Le jour de l'inauguration de l'arbre de vie en hommage aux donneurs d'organes et des tissus.

Ma première prise de parole devant les soignants de Capucine.

Mesdames, Messieurs les organisateurs de cet hommage aux familles de donneurs et aux receveurs d'organes,

Je tenais à vous faire savoir l'honneur que vous me faites en m'invitant à parler de ma fille, CAPUCINE !

Je vous remercie également pour cette œuvre qui représente les parcours différents de ceux qui se sont battus et qui portent en eux la vie de nos enfants, parents, frères ou sœurs partis trop tôt !

Capucine,

Tu avais 19 ans, la tête pleine de rêves et le sourire aux lèvres ! La couleur en drapeau ! Et l'humour de ta mère !
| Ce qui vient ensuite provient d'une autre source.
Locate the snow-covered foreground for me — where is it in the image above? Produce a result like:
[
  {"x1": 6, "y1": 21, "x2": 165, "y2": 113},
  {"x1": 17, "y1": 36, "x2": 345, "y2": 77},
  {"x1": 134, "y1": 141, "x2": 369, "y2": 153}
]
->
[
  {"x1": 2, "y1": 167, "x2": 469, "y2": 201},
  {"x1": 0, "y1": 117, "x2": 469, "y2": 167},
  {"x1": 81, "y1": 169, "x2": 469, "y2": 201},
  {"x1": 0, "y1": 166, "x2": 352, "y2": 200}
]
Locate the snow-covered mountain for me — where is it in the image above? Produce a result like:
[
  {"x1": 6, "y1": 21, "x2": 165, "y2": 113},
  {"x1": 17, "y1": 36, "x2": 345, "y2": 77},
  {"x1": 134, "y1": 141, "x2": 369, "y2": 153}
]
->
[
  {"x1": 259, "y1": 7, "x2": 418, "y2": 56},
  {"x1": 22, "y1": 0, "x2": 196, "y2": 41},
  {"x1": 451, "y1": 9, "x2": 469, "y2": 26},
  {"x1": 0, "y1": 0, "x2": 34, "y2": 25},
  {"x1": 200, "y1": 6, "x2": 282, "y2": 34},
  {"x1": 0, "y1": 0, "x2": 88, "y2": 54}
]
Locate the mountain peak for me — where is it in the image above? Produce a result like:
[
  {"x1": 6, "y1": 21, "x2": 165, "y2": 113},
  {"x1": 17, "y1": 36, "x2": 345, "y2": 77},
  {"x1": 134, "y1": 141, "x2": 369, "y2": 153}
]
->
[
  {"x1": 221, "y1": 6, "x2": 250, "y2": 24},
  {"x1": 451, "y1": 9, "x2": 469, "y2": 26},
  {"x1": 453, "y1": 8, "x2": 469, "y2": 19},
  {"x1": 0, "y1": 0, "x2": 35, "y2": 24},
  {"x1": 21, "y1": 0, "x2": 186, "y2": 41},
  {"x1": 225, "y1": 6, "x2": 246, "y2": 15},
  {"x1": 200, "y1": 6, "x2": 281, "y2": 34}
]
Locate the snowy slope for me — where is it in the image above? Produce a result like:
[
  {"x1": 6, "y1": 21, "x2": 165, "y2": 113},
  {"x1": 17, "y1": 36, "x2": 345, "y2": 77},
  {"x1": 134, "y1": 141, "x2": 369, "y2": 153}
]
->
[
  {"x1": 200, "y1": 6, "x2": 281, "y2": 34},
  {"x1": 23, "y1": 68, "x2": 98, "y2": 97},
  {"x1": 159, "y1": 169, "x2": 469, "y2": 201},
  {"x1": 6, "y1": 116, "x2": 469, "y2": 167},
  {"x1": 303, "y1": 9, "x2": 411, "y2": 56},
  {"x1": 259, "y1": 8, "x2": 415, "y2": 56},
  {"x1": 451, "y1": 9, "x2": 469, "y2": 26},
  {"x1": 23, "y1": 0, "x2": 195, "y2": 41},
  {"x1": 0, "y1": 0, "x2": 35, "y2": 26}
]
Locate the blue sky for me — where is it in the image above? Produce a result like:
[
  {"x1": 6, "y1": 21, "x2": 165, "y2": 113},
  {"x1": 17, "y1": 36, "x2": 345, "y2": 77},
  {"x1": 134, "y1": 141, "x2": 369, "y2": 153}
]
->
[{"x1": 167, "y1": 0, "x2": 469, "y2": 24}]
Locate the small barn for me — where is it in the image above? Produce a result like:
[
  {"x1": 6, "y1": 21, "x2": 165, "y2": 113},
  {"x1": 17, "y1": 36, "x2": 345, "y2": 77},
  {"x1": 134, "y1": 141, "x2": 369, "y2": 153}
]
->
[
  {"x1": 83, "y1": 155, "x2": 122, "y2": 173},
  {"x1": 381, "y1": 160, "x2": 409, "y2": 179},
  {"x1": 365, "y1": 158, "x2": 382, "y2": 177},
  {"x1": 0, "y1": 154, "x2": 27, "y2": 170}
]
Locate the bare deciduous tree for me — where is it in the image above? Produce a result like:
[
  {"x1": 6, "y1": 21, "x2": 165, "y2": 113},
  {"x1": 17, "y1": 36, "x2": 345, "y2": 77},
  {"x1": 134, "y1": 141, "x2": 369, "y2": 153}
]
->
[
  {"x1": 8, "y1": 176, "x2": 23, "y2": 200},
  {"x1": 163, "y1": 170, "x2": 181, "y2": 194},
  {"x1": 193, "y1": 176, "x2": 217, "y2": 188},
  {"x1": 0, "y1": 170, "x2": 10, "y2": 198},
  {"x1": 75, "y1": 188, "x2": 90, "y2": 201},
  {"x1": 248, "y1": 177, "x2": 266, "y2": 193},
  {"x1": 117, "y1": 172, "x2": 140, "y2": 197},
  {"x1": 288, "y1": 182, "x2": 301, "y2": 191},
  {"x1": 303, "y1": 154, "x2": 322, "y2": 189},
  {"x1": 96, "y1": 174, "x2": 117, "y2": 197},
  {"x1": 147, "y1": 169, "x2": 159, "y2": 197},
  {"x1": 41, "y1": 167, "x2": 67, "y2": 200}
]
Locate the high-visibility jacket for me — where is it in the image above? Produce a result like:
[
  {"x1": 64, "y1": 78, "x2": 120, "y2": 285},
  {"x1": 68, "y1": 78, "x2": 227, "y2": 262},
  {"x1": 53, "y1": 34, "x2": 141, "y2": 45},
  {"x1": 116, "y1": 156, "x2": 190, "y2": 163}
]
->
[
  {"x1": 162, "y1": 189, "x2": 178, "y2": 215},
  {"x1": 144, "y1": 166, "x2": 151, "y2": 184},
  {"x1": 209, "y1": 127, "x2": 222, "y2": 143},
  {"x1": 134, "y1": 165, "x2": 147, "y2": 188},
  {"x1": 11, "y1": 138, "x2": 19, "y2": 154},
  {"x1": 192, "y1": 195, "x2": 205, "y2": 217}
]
Tu venais de réaliser ton souhait : intégrer l'école d'infirmières d'Arras. Ton plus grand rêve, ma plus grande peur, partir en mission humanitaire sur des théâtres de guerre ou dans des camps de réfugiés.

Tu te battais pour tes convictions ! Ton courage m'impressionnait !

Tu as choisis de parler du droit à l'avortement pour ton grand oral de bac.

Tu défendais tes amies parce qu'elles sont maghrébines.

Mais tu as surtout eu la maturité pour comprendre et pour expliquer combien le don d'organes est important.

Tu as toujours été une douce rebelle, indépendante, acharnée et libre !



En ce début d'année 2024, lors d'une discussion familiale sans tabou, tu nous as imposé tes volontés : à savoir donner tes organes et de te faire incinérer !!

Juste au cas où !

Avais tu ressenti que ta vie allait basculer ?

Au cours de la nuit du * Février, j ai reçu un appel du centre hospitalier d'Arras, à 3h21.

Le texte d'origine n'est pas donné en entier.